I'm a meetup organizer and sometimes get this but the other way. People insist that our current platform is not appropriate or inclusive because it requires an email signup, or the group chat is on a Meta-owned platform, or whatever. Who are you to say that your opinion on what's inclusive or not is correct? Choose something other than Facebook and you'll get others saying you're not inclusive because you're not there.

No one has "bizarre insistence" on use of social media, they're just there and it's the easiest option for all parties. People like you and me are the ones who are perceived as the ones bizarrely insistent on not being on social media. This doesn't make it wrong, and it's luckily slowly becoming more and more accepted, but it is important to keep in mind.
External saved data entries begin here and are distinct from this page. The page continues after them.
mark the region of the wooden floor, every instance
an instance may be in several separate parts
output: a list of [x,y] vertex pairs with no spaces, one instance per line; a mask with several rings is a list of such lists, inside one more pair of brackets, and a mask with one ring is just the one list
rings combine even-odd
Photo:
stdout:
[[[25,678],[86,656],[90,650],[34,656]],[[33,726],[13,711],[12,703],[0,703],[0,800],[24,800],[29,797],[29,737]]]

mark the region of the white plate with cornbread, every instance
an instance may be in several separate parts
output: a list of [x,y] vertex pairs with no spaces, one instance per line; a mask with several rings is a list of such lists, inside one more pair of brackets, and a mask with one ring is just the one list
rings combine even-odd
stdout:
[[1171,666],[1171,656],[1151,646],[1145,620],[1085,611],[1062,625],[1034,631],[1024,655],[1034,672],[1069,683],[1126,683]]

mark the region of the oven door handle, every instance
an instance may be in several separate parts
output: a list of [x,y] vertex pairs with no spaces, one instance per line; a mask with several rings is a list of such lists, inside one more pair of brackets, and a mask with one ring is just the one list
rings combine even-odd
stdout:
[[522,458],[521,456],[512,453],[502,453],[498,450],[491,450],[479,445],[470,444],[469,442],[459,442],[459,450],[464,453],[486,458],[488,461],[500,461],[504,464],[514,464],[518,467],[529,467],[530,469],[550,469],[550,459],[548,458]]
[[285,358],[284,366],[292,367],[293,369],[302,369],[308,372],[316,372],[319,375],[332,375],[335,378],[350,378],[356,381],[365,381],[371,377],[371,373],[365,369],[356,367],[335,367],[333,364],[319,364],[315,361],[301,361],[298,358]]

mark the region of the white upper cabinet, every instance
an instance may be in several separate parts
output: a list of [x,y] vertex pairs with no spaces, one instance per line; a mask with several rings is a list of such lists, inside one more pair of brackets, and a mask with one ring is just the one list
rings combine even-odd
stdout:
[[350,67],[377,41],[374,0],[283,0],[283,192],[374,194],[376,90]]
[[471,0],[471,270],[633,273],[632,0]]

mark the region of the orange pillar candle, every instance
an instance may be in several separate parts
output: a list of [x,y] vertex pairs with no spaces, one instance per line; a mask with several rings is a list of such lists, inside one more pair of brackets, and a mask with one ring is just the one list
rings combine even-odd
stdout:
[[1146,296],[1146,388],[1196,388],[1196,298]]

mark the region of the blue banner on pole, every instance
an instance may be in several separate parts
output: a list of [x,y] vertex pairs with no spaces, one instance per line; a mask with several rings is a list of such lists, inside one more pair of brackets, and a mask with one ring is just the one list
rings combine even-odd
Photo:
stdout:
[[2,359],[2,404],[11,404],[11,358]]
You are right that ideally groups like these should cater to all audiences but that's a lot of effort, and many organizers do it on a voluntary basis, not as a job. In my case, I know that 98% of people are included in the media that I use for my audience, and catering to the last 2% would double my workload. Not happening.


Since as far as I know, an E-mail address is required in order to sign up for Facebook and other social media, E-mail users must be a strict superset of Facebook users. It is clearly more inclusive of people.

As far as workload goes, we have not found anything lighter weight and less maintenance than an E-mail list.


You need an email and a phone number, so that makes it a no go for a lot of people.


You (and I) are right. Now for others to realize... it can be a long road.


Ugh, that's what I was afraid of. Was a time folks were happy to get a call from a friend regardless of topic. No going back I guess.


More like Dune's sandwalk, many steps aside and little foot rounds for nothing.